Kaseya SIEM processes security data

Kaseya SIEM processes security activity by collecting telemetry from across your environment, standardizing that data, and correlating related activity before surfacing it for investigation. This helps you start with context across systems, rather than piecing together isolated events.

This article explains the core functions involved and, most importantly, how these functions show up in practice when you investigate activity that spans endpoints, network infrastructure, and cloud services.

What this means for you: investigations in Kaseya SIEM typically begin with alerts that already include related endpoint, network, and cloud activity, instead of starting from individual logs. This helps you understand scope and relationships earlier in the investigation process.

This investigation model is explained in more detail in Alert‑centric vs event‑centric security, which describes why alerts—not raw events—act as the starting point for investigation in Kaseya SIEM.

The processing model: from data to investigation

Kaseya SIEM follows a common SIEM processing model made up of five core functions: log ingestion, normalization, correlation, alerting, and reporting.

Together, these functions transform raw security activity into investigation‑ready signals and views.

Log ingestion: bringing security activity into one place

Log ingestion is the process of collecting security‑relevant data from across your environment. Kaseya SIEM ingests telemetry from multiple sources—such as endpoints, infrastructure, and cloud services—so activity can be reviewed in broader context rather than in isolation.

Because data sources generate events in different formats and levels of detail, ingestion is what makes it possible to analyze activity centrally and trace security issues that span systems over time.

Normalization: making different data sources comparable

Different systems record activity using different formats and terminology. Normalization transforms incoming data into a consistent structure so it can be analyzed uniformly across otherwise incompatible sources.

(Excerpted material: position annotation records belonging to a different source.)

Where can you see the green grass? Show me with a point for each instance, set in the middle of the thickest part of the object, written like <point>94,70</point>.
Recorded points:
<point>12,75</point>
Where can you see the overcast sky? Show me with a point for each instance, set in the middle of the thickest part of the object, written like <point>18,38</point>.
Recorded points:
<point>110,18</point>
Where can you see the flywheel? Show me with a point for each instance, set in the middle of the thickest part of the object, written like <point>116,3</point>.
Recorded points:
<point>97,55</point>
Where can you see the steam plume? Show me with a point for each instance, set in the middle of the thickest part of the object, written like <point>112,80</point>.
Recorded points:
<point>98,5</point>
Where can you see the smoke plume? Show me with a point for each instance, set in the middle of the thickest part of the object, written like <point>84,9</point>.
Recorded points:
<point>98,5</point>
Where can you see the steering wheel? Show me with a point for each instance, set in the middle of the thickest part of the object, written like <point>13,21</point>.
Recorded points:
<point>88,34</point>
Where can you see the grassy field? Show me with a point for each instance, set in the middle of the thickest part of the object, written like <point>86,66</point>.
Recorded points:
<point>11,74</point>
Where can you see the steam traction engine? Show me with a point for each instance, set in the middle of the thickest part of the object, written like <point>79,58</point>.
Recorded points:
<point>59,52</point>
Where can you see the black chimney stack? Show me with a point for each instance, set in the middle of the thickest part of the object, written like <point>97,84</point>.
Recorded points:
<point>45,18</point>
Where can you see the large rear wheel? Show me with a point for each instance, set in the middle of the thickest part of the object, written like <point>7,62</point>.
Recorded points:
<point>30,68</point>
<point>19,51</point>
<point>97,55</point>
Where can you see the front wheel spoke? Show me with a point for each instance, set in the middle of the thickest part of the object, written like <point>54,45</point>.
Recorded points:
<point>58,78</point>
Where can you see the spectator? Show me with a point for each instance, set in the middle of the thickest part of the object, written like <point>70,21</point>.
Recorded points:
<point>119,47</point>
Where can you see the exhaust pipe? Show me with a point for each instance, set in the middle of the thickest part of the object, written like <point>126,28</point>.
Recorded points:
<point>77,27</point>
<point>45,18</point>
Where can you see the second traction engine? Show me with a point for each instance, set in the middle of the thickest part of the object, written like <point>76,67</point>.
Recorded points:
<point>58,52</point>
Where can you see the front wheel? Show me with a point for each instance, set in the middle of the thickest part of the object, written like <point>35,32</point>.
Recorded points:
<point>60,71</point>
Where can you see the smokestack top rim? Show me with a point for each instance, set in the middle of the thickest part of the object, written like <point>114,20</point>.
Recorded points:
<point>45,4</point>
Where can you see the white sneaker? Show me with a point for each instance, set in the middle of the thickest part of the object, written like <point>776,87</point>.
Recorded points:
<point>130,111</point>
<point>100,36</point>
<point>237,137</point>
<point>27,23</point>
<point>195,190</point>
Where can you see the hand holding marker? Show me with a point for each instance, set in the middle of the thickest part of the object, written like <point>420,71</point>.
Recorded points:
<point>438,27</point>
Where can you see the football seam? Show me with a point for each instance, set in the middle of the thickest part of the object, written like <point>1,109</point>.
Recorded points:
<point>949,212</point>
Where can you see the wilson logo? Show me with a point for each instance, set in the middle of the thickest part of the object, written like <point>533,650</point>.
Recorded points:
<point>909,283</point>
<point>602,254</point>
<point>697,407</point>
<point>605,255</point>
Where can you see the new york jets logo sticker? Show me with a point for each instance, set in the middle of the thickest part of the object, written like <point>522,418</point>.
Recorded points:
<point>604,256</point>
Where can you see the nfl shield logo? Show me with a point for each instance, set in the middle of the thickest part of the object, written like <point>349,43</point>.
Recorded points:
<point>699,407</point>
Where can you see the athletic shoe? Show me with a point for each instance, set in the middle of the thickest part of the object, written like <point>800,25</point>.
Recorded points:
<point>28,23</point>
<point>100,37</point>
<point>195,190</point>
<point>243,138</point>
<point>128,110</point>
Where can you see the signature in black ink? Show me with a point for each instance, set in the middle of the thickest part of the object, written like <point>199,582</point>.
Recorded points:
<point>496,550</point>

In practice, this means Kaseya SIEM can treat common attributes—such as users, devices, IP addresses, and timestamps—in a consistent way, which supports meaningful correlation and investigation.

Correlation: how Kaseya SIEM connects activity across domains

Correlation is where isolated events become investigation context.

In Kaseya SIEM, correlation connects related activity across endpoints, network infrastructure, and cloud services so you can review it as part of a unified pattern instead of manually assembling it from separate logs and tools.

For example, authentication failures, endpoint actions, and cloud access events may appear low‑risk individually. When correlated together, they can indicate a coordinated attack or compromised account.

What this means for you: correlation is reflected in how activity is grouped and presented for investigation, helping you see relationships and timelines more clearly at the start of triage.

This same correlation logic is extended across SaaS, endpoint, and network activity in Cross‑domain correlation, where related signals from different environments are reviewed together during investigation.

Alerting (from events to alerts): turning correlation into an investigation entry point

When correlated activity meets defined conditions or thresholds, Kaseya SIEM generates alerts.

Alerts are designed to represent combined signals rather than individual events, which supports prioritization during investigation. Alert context may include information about affected users, devices, or services to help you assess scope and potential impact earlier in the investigation.

What this means for you: alerts are meant to be the starting point for investigation, not a raw event stream. Investigation workflows build on alert context rather than replacing it.

How alerts are reviewed, validated, and prioritized during daily operations is covered in Working with alerts.

Reporting and visibility: understanding outcomes and trends over time

Kaseya SIEM provides reporting and visibility into security activity to support operational needs and audit/compliance requirements. Reporting helps you review trends, assess investigation outcomes, and generate evidence for governance and compliance workflows.

Integrating endpoint, network, and cloud security

Modern security incidents rarely remain confined to a single domain. Attacks may begin on an endpoint, move through network infrastructure, and ultimately impact cloud services.

Kaseya SIEM acts as a unifying layer by bringing together telemetry from:

  • Endpoint security: process execution, file activity, and user logins

  • Network security: authentication events, access patterns, and lateral movement

  • Cloud security: SaaS activity, API usage, and configuration changes

By normalizing and correlating data across these domains, Kaseya SIEM helps you follow activity across an end‑to‑end path that would otherwise appear fragmented across separate tools. This cross‑domain visibility is a key enabler for investigation‑driven decisions.

From detection to response: where investigation leads

Kaseya SIEM supports investigation and decision‑making by providing context across users, devices, and services. Response actions may be manual or automated depending on enabled products, integrations, and how your rules are configured. How response logic is structured and executed is explained in Creating Respond rules and Respond actions, which build on investigation outcomes rather than replacing them.

Rather than responding to isolated alerts, you can review correlated activity and understand how events relate to one another before taking action. This ensures response decisions are informed by investigation context rather than single signals.

This investigation‑first flow is formalized in Detect > Investigate > Respond lifecyle, which describes how detection, investigation, and response stages relate to one another.

What this means in practice

By correlating activity across endpoints, network infrastructure, and cloud services, Kaseya SIEM supports investigation by bringing related activity together to help you understand what happened, assess impact, and decide how to respond. More detailed examples of investigation workflows, response behavior, and reporting outcomes are covered in later sections of this documentation.